Per questi, insieme a quelli impossibilitati a muoversi, come i genitori che hanno figli a casa o altro, ho proposto l’opzione a distanza.
La propongo soltanto e non la offro come sostitutiva al setting perché non posso considerarla un’alternativa alla relazione spazio-temporale descritta ma un modo di mantenere la presenza del rapporto, fondamentalmente l’io ci sono.

Anche in questo contesto a distanza, mantengo almeno integro il setting dello Psicoterapeuta, pertanto svolgo gli incontri comunque dallo studio per rappresentare lo spazio oltre che il tempo sempre a vantaggio della relazione: il luogo non sparisce del tutto ma in qualche modo rimane.
Non considerando l’opzione “smart working” sovrapponibile alla Psicoterapia che di solito svolgo, mi confronto con i pazienti sulla possibilità di rapporto virtuale perché anche se è una richiesta frequente dal momento della comparsa del Coronavirus, non credo fino in fondo che questo setting corrisponda alle effettive esigenze di tutti.
Il messaggio che mando pertanto è che non esiste un sostitutivo del rapporto psicoterapeutico rispetto alla relazione nello spazio tempo concordati all’inizio del lavoro e del processo.

D’altra parte non si può nemmeno non fare i conti con la realtà esterna quando questa ci condiziona in maniera totalizzante ma, laddove il paziente è chiaramente libero di fare delle scelte personali anche legate a opzioni che lo stesso psicoterapeuta gli offre, compresa in primis quella di non venire allo studio ove fosse possibile e/o di non incontrarsi a distanza, sono sempre convinto che il nostro dovere di professionisti sia quello di garantire al più delle nostre possibilità lo spazio tempo.

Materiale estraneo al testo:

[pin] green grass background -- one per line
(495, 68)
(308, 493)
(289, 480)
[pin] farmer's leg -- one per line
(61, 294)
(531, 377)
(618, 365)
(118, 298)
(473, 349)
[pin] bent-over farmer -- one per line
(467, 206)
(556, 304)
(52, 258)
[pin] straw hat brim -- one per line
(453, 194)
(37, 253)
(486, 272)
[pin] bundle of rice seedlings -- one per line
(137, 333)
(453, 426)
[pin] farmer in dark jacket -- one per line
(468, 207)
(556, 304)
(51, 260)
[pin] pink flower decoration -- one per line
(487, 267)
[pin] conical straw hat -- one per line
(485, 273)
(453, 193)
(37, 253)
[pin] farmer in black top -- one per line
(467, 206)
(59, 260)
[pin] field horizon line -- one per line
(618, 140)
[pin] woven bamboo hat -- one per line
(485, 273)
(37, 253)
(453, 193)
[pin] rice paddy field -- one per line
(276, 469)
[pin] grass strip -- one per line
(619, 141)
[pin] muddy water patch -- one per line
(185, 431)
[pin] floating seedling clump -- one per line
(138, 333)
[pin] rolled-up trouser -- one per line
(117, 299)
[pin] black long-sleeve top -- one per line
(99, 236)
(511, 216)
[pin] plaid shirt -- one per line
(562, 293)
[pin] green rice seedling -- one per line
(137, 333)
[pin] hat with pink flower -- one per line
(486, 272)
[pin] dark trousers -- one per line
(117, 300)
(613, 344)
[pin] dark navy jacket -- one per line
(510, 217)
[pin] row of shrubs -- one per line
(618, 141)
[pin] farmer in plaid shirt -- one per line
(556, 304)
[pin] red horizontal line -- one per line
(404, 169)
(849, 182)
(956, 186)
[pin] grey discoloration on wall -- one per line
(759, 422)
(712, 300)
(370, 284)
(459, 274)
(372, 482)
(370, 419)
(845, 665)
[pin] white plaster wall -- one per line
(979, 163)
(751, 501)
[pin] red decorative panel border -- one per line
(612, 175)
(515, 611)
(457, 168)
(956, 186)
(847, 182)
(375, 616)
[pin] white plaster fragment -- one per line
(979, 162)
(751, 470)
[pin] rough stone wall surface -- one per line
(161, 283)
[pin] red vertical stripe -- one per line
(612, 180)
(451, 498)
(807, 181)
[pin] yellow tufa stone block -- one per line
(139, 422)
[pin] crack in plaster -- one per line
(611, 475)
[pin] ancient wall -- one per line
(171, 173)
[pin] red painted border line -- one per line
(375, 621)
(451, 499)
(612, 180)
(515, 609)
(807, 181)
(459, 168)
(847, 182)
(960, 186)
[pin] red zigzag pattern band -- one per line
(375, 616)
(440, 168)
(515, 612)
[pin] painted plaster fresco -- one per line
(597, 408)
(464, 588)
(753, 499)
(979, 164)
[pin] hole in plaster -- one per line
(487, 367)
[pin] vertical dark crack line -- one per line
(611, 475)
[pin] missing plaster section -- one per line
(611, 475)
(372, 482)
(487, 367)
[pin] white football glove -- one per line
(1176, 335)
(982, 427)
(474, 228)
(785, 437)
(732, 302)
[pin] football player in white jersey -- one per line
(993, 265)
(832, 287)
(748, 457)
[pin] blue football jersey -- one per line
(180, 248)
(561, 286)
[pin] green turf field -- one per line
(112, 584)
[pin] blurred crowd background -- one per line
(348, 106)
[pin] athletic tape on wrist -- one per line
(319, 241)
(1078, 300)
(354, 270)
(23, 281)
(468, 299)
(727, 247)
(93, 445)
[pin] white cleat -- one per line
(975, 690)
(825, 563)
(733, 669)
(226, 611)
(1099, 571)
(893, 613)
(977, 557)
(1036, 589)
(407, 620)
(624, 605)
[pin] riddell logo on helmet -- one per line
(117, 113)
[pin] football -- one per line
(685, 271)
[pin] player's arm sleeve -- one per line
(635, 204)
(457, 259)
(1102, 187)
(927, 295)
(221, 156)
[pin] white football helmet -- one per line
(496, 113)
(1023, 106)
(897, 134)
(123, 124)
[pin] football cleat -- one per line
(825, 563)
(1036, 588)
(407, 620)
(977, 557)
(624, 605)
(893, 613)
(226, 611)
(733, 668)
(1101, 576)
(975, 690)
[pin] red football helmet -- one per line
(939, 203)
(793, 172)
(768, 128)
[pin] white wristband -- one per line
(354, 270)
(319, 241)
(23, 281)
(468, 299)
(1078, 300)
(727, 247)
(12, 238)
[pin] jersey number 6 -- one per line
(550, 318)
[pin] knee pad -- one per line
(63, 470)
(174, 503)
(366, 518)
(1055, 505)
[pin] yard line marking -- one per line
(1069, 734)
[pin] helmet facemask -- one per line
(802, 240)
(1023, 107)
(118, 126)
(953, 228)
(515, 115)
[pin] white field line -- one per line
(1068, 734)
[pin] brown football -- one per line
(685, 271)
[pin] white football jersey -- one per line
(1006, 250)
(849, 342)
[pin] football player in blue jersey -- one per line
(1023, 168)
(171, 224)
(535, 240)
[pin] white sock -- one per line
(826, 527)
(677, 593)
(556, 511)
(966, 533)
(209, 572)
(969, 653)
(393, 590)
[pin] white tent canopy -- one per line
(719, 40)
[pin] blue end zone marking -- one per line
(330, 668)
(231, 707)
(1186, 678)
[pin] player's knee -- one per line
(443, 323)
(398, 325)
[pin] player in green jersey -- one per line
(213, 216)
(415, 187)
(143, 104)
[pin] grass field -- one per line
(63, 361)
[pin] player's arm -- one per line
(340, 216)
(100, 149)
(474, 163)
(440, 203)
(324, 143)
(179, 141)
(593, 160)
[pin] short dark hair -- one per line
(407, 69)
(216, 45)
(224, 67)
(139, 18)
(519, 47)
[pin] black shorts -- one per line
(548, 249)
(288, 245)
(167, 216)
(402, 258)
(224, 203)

Garantire è una certezza di presenza e di esserci del rapporto, vincolata e associata, come è naturale e ho descritto, alla tutela psico-fisica di sé e dell’altro.
Oltretutto, sto sperimentando settimana dopo settimana, quanto questa chiarezza e ridefinizione del lavoro, attivi ovviamente molte dinamiche nei pazienti stessi, a partire da quella per me centrale che è la possibilità di scelta, cioè un rimando, anche nella difficoltà, di riconoscimento di identità dell’altro essere umano, fattore portante di tutto il mio approccio psicoterapeutico.
Gli eventuali effetti o conseguenze delle scelte saranno materiale che si potrà affrontare una volta riacquisito il setting originario.